Ground squirrel retinas were immunostained with antibodies against calcium binding proteins (CBPs) and classical neurotransmitters in order to describe neuronal phenotypes in a diurnal mammalian retina and to then compare these neurons with those of more commonly studied nocturnal retinas like cats' and rabbits'. Double immunostained tissue was examined by confocal microscopy using antibodies against the following: rhodopsin and the CBPs, calbindin, calretinin, parvalbumin, calmodulin and recoverin (CB, CR, PV, CM, RV), glycine, GABA, choline acetyltransferase (CHAT) and tyrosine hydroxylase (TOH). In ground squirrel retina, the traditional cholinergic mirror symmetric amacrine cells colocalize CHAT with PV and GABA and faintly with glycine. A second cholinergic amacrine cell type colocalizes glycine alone. CR is found in at least 3 different amacrine cell types. The CR-immunoreactive (IR) cell population is a mixture of glycinergic and GABAergic types. The dopamine cell type IR to tyrosine hydroxylase has the typical morphology of a wide field cell with dendrites in S1 but the "rings" seen in cat or rabbit retina are not as numerous. TOH-IR amacrine cells send large club-shaped processes to the outer plexiform layer. CB and CR are in bipolar cells, A- and B-type horizontal cells and several amacrine cell types. Anti-rhodopsin labels the low density rod photoreceptor population in this species. Anti-recoverin labels cones and some bipolar cells while PKC is found in several different bipolar cell types.
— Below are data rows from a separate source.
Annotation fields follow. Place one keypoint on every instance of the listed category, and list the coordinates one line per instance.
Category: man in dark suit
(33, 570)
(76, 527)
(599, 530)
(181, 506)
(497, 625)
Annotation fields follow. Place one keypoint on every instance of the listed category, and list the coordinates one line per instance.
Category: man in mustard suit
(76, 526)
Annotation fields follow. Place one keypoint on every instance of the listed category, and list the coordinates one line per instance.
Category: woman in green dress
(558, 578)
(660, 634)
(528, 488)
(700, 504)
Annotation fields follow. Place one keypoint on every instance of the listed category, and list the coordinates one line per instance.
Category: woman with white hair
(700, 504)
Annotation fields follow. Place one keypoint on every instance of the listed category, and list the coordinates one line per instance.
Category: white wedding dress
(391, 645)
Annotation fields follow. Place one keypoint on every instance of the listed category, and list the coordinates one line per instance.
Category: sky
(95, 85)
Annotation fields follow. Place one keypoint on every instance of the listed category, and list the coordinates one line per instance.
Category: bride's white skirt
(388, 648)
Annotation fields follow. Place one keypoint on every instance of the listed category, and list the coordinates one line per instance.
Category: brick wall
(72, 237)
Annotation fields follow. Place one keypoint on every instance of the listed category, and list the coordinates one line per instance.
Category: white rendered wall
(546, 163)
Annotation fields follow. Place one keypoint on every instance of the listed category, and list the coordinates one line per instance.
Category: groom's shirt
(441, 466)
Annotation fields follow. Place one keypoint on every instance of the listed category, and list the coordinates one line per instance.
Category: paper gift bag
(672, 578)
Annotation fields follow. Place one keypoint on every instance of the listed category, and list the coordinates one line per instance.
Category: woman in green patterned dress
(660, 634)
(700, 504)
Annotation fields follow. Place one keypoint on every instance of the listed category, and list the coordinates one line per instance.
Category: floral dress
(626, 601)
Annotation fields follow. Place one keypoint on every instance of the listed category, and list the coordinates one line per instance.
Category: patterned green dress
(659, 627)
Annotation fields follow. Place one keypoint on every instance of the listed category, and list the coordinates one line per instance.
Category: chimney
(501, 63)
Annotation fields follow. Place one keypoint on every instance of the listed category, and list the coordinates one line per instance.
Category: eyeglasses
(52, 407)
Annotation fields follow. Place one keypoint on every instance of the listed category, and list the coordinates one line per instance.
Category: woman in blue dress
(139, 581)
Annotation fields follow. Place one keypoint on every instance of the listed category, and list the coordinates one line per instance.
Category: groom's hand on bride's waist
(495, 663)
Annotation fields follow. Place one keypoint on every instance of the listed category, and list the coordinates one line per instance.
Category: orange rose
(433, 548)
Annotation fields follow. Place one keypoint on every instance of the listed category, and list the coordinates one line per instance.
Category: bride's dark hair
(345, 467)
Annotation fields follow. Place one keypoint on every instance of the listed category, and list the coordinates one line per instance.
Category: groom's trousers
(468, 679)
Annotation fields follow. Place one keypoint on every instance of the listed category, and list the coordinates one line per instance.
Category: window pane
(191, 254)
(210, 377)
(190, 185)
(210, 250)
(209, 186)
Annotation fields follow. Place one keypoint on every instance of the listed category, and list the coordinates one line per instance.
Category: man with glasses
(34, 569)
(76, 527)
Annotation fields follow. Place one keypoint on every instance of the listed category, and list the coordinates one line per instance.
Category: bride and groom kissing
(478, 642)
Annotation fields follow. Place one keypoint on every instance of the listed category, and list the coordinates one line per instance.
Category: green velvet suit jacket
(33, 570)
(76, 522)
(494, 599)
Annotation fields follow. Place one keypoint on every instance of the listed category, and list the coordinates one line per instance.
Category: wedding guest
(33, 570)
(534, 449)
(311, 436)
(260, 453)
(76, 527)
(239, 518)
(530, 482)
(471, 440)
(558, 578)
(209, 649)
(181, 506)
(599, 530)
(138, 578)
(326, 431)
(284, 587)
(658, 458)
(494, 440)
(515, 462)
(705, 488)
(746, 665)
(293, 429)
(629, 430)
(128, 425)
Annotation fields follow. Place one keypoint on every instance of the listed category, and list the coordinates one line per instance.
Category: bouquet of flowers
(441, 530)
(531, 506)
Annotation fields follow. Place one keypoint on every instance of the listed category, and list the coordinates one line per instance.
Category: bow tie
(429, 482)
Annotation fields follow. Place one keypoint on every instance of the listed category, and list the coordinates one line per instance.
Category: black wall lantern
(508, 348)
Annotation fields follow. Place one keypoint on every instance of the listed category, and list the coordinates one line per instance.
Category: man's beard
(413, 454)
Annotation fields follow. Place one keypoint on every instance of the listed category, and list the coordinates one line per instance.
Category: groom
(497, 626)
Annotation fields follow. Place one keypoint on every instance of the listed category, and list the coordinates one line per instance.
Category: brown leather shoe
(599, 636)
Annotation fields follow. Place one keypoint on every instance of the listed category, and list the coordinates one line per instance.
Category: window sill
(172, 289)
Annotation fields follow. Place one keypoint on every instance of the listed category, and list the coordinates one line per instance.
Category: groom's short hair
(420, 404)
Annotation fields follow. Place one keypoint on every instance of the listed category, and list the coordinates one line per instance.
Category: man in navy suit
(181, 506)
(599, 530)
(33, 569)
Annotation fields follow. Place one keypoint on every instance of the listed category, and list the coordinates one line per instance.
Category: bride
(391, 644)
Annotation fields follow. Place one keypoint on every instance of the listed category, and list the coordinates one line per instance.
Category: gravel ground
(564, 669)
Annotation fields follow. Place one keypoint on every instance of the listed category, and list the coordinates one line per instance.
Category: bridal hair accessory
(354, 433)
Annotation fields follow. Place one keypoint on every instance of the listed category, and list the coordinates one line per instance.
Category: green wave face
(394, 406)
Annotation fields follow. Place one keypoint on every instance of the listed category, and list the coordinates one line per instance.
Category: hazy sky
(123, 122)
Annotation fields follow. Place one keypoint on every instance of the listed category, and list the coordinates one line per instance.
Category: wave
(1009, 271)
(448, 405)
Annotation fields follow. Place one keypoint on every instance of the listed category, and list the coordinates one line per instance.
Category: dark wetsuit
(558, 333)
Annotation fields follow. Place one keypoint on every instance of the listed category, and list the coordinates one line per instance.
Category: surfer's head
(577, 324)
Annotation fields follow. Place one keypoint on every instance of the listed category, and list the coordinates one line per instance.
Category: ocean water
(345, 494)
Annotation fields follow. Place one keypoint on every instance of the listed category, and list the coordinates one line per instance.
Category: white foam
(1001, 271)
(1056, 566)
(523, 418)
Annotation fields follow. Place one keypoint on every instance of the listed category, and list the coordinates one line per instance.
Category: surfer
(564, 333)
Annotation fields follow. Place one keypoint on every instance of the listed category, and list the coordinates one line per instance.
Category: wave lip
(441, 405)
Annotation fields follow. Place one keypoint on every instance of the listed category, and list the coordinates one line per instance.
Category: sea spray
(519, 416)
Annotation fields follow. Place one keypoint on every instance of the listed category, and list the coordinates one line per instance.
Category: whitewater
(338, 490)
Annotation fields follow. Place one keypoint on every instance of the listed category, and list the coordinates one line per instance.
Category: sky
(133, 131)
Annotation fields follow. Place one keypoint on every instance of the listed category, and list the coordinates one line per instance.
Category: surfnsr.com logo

One ganglion cell with dendritic branching in S3 is strongly CR-IR. We find no evidence for an AII amacrine cell in the ground squirrel, with either anti-CR or anti-PV. An amacrine cell with similarity to the DAP1-3 cell of rabbit is CR-IR and glycine-IR. We discuss this labeling pattern in relationship to other mammalian species. The differences in staining patterns and phenotypes revealed suggest a functional diversity in the populations of amacrine cells according to whether the retinas are rod or cone dominated.